Já a Opas (Organização Pan-Americana da Saúde) orienta que quem vive com HIV com doença avançada, de CD4 baixo e alta carga viral, bem como os que não estão em tratamento antirretroviral, têm um risco aumentado de infecções e complicações relacionadas à covid-19.
“Não se sabe se a imunossupressão causada pelo HIV colocará uma pessoa em maior risco para a covid-19. Portanto, até que se saiba mais, devem ser tomadas precauções adicionais para todas as pessoas com HIV avançado ou pouco controlado”, define o órgão, que pede ainda a quem vive com o HIV e esteja tomando medicamentos antirretrovirais que garanta um suprimento de ao menos 30 dias a seis meses de remédios, bem como que suas vacinas estejam em dia.
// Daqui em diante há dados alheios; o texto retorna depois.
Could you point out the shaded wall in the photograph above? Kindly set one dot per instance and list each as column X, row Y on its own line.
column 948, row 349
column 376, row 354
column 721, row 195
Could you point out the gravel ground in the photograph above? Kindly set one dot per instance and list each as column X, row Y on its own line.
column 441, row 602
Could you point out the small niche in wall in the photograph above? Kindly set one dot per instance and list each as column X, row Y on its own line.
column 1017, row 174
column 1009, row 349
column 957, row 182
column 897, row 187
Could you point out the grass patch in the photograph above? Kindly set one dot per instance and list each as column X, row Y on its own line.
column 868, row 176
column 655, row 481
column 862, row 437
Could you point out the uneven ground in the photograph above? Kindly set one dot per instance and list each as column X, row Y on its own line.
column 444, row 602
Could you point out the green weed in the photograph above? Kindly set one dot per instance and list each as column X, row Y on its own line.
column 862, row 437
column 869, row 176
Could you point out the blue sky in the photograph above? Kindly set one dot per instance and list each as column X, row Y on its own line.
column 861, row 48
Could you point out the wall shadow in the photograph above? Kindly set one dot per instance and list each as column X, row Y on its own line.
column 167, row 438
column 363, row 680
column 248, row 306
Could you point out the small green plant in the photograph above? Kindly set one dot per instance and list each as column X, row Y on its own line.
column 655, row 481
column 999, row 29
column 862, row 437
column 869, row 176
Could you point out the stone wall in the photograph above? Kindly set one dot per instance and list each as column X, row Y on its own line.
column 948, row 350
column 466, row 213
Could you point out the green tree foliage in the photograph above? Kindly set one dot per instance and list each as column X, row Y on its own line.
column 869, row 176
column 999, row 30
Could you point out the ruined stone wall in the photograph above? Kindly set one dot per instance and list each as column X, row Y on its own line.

“Metas globais para o HIV estabelecidas para 2020 não serão atingidas”, diz Unaids
A agência Unaids, da ONU (Organizações das Nações Unidas), é o programa das Nações Unidas criado em 1996 para buscar soluções e ajudar nações no combate à aids. Em abril passado, a agência recomendou que os serviços deveriam continuar disponíveis para pessoas que vivem com o vírus HIV ou que estivessem em risco de infecção pelo vírus HIV —com entrega de preservativos, ações de redução de danos e profilaxia e testagem, por exemplo.
“Para impedir que as pessoas fiquem sem medicamentos e reduzir a necessidade de acesso ao sistema de saúde, os países devem adotar a implementação completa da dispensação de três meses ou mais de tratamento contra o HIV”, diz uma cartilha de orientações lançada pelo órgão com informações sobre HIV e a covid-19.
“O acesso aos serviços de covid-19 devem ser garantidos para pessoas vulneráveis, incluindo uma abordagem direcionada para alcançar aquelas que são mais marginalizadas e deixadas para trás, removendo barreiras financeiras, como taxas de serviços, entre outras”, defende a publicação.
Em julho, a agência alertou para o fato de que, mesmo com mortes causadas pela aids em queda e com o acesso aos tratamentos em processo gradual de melhora, o avanço poderia estar comprometido devido à pandemia.
“As metas globais para o HIV estabelecidas para 2020 não serão atingidas”, aponta o relatório. “Até os ganhos obtidos podem ser perdidos e o progresso pode estagnar ainda mais se não agirmos”.
Outo aspecto revelado pelo documento é que o mundo não vai conseguir cumprir metas críticas para 2020, incluindo a redução de 50% das mortes relacionadas ao HIV entre 2015 e o final de 2020. Este objetivo, entre outros, foi acordado por todos os Estados Membros da ONU na Declaração Política de 2016 sobre HIV e Aids.
Números de infectados com HIV no Brasil e no mundo
No Brasil, país em que a epidemia de aids é considerada estabilizada, o Ministério da Saúde estimava em 2019 um total de 866 mil pessoas que vivem com o HIV.
Também ano passado, o relatório da Unaids estimou haver 38 milhões de pessoas no mundo infectadas com o vírus — um milhão a mais do que em 2018.